Cotton School encerra encontros em Brasília e inicia aulas em São Paulo
Aulas na capital paulista são ministradas na Abit
Encerrou na sexta-feira (13), a primeira de três semanas de encontros presenciais da Brazilian Cotton School. As mentorias ministradas por quase 20 especialistas em Brasília (DF) promoveram conteúdos que trataram, desde a introdução história algodão no Brasil + Planejamento, plantio e manejo a campo do algodão até os Instrumentos de financiamento agrícola com aplicação na cadeia do algodão.
A primeira semana da Cotton School também foi marcada por visitas técnicas à Sala Classificação Visual da Associação Brasileira dos Produtores de Algodão (Abrapa), onde os participantes puderam conferir de perto o programa Standard Brasil HVI (SBRHVI), que garante a qualidade, transparência e rastreabilidade da fibra de algodão brasileira através de análises de instrumentação (HVI).
Outra visita técnica que marcou a semana foi à Fazenda Moresco do Grupo GMS em Cristalina (GO). A propriedade é comandada por Carlos Alberto Moresco, conhecido por sua atuação na produção de algodão e dono da GM Algodoeira, especializada no beneficiamento de fibras, tudo conferido de perto pelos 36 alunos da terceira turma da escola.

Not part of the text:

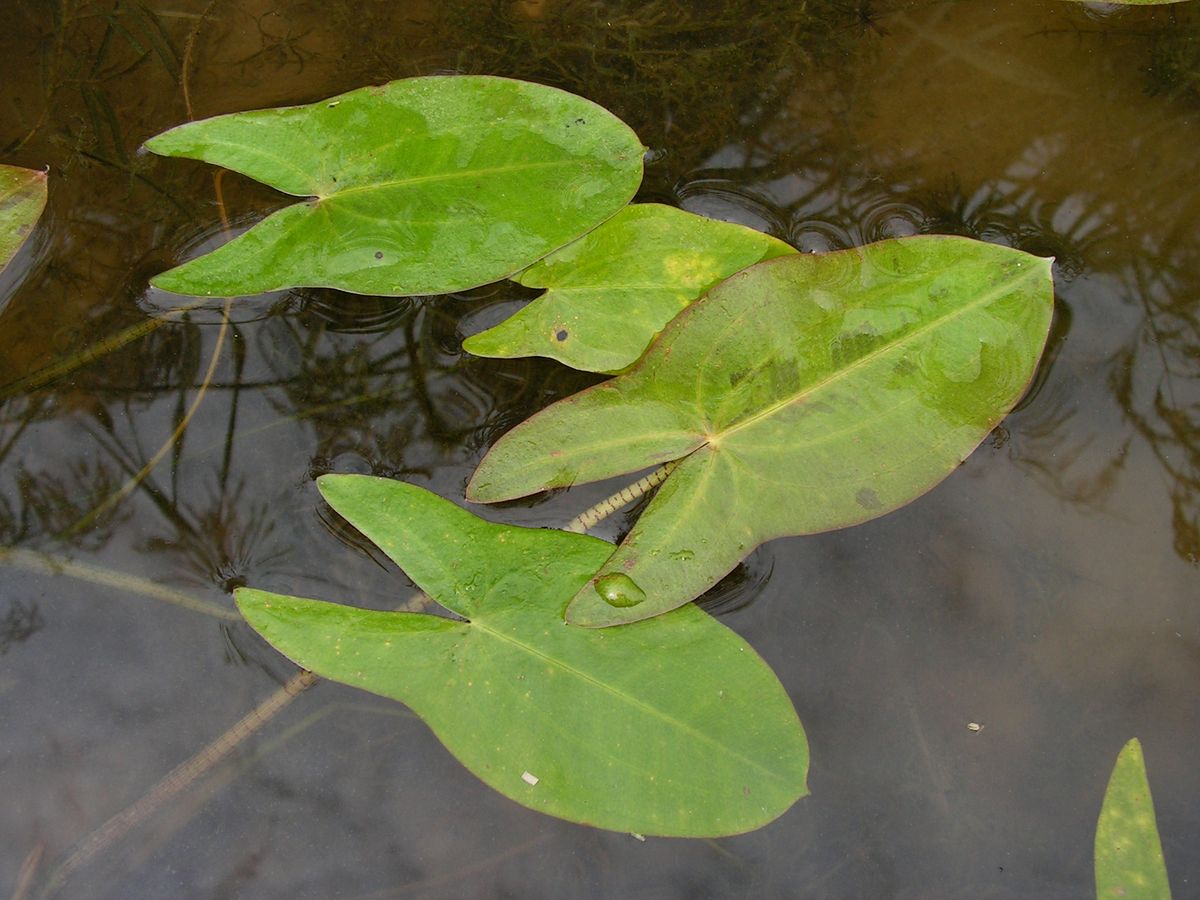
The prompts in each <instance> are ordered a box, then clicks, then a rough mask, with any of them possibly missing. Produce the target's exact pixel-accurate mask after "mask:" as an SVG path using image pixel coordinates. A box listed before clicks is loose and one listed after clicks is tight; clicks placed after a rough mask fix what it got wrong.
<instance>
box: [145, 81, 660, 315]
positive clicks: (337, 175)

“A turma 2026 reforça o propósito da escola, que é mostrar para os iniciantes do mercado os fundamentos da cadeia do algodão no Brasil”, declarou Jonas Nobre, diretor da Brazilian Cotton School. “Esse grupo é composto por várias pessoas mais jovens que atuam em diversos elos da cadeia do algodão e percebemos um grande número de participantes que chegaram através de indicação de turmas anteriores, isso é muito positivo”, avaliou.
Aulas em São Paulo
A segunda etapa do curso ocorre na capital paulista iniciada. Nesta segunda-feira (16), o conteúdo abordou temas em torno de Hedge School – Bolsa ICE US – mercado de opções. O conteúdo foi desenvolvido e apresentado por Caio Toledo, diretor de Commodities da StoneX, e Ariel Coelho, presidente de Soft Commodities da StoneX Supply and Trading.
“Esse é um tema conectado com a realidade. A gente percebe os mercados cada vez mais voláteis e, com isso, a tomada de decisão tem que ser cada vez mais rápida também, então é importante que os diferentes elos da cadeia do algodão saibam utilizar as ferramentas para de gestão de risco”, resumiu Toledo.
As aulas em São Paulo ocorrem na sede da Associação Brasileira da Indústria Têxtil e de Confecção (Abit), no bairro Higienópolis, até o dia 27 de março.